Session: 704. Cellular Immunotherapies: Cellular Therapies for Low and High Grade Lymphomas
Hematology Disease Topics & Pathways:
Clinical Trials, Hodgkin Lymphoma, Adults, Lymphomas, Clinical Research, T Cell Lymphoma, Diseases, Lymphoid Malignancies, Study Population
CCR4.CD30.CAR-Ts are infused in patients in a dose escalation fashion (DL1=2x107 CAR-Ts/m2, DL3=5x107 CAR-Ts/m2, DL5=1x108 CAR-Ts/m2,). To provide definitive conclusions on the role of CAR-T tumor homing, after completion of each dose level, patients receive the dose of CCR4.CD30.CAR-Ts established to be safe in the prior DL, combined with a fixed dose of CD30.CAR-Ts (1x108 CAR-Ts/m2) (DL2, DL4, DL6). All patients receive lymphodepletion with 3 days of bendamustine 70 mg/m2 and fludarabine 30 mg/m2. Key inclusion criteria are age ≥ 18 years and r/r HL or CTCL having failed ≥2 prior therapies.

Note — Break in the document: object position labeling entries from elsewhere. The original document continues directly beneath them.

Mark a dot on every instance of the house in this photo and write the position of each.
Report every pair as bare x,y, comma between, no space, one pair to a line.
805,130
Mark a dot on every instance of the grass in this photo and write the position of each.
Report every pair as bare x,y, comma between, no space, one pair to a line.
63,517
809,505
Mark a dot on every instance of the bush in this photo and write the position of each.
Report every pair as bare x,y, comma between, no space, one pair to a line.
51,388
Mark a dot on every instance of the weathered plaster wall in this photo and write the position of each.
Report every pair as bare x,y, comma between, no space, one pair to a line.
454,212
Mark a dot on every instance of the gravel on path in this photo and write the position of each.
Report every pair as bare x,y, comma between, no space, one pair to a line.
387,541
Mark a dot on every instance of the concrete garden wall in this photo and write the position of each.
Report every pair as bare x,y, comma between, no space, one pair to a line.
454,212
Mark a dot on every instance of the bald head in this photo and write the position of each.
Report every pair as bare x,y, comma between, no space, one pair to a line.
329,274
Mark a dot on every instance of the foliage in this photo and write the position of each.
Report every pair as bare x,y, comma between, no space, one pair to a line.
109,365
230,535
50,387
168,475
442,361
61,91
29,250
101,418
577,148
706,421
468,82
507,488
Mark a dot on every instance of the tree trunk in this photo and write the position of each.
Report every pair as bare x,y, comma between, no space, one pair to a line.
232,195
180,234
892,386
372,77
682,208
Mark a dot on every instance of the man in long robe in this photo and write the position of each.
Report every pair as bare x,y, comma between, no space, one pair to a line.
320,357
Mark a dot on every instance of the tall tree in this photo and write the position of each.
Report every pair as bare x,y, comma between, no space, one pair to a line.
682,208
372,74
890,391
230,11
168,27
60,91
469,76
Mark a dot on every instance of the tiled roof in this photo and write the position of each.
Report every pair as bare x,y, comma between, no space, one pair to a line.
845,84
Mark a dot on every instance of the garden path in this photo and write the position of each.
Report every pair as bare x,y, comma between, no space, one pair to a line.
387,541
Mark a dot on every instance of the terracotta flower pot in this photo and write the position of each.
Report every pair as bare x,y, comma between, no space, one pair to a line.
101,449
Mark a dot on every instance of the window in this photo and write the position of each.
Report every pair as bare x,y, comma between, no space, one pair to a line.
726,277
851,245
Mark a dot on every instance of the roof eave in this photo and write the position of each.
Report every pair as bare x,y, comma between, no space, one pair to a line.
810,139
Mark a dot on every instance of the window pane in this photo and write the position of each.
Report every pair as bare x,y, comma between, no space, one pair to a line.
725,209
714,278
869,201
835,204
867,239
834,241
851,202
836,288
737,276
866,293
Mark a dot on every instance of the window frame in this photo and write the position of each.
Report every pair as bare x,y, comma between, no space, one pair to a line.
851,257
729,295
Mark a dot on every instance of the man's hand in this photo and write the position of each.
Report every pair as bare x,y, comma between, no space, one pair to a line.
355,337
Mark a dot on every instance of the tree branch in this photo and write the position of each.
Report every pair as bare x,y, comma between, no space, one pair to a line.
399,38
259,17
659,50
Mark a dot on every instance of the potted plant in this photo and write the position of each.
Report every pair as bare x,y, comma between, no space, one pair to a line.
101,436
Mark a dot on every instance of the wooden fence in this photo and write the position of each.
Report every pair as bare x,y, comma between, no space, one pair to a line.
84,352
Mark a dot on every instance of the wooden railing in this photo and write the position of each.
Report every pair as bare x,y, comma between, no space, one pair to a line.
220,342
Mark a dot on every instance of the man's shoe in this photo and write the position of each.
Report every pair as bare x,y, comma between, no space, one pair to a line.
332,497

At the time of data cut off (8/1/2021), 6 patients were treated on DL1, 3 patients on DL2, and 3 patients on DL3. The median age is 43.5 (range 27-75) with a median of 5.5 prior lines of therapy (range 2-10). Ten patients had HL and 2 patients had CTCL. All patients had received prior brentuximab vedotin. Eleven patients received prior checkpoint inhibitors, 9 had prior autologous stem cell transplant, and 5 had prior allogeneic stem cell transplant.
The treatment was well tolerated with no dose limiting toxicities observed. Two patients had grade 2 cytokine release syndrome (CRS) which resolved with tocilizumab, and 1 had self-limiting grade 1 CRS. None of the treated patients developed immune effector cell-associated neurotoxicity syndrome.
All of the 8 patients with HL who have had disease assessment have responded with 6 complete responses (CR) (75%) and 2 partial responses (PR). Five patients are in remission to date, with one patient still in CR at 2.5 years post treatment. Two patients with HL have responses pending at time of data cut off. Among the 2 patients with CTCL, 1 patient had stable disease and went on to receive alternative therapy and 1 patient had progressive disease. At a median follow up of 12.7 months, the median progression free survival (PFS) for all 10 evaluable patients is 5.2 months and the median PFS for HL patients has not been reached. The median overall survival for all patients has not been reached.
Plasma CCL17, a biomarker of disease response for HL, was reduced by 83±15% by week 2 post infusion in patients treated with CCR4.CD30.CAR-Ts as compared to 52±38% in patients on our previous trial that had received CD30.CAR-Ts lacking CCR4 (p=0.02). In a HL patient on DL1 biopsied 3 weeks post infusion, we found markedly enriched CAR-T signals at the tumor site (14.4 x105 copies/ug of DNA) as compared to the signals found at the same time point in the peripheral blood (4.3 x105 copies/ug of DNA).
Our data confirm the safety of CCR4.CD30.CAR-Ts as well as their promising efficacy in patients with r/r HL. Interestingly, responses are already seen at the lowest dose level, suggesting that early tumor homing driven by CCR4 may allow more fitted cells to better exploit their antitumor potential. Our data serve as a proof of concept for future modifications of CAR-T cells to improve their localization to disease sites.
Disclosures: Grover: ADC: Other: Advisory Board; Tessa: Consultancy; Novartis: Consultancy; Genentech: Research Funding; Kite: Other: Advisory Board. Morrison: Vesselon: Consultancy. Dittus: BeiGene: Other: Advisory Board; Seattle Genetics: Research Funding; AstraZeneca: Research Funding; Genentech: Research Funding. Dotti: Tessa: Patents & Royalties: Approach for CD30.CAR-T Cells for Hodgkin Lymphoma. Serody: Tessa: Patents & Royalties: Approach for CD30.CAR-T Cells for Hodgkin Lymphoma. Savoldo: Tessa: Patents & Royalties: Approach for CD30.CAR-T Cells for Hodgkin Lymphoma.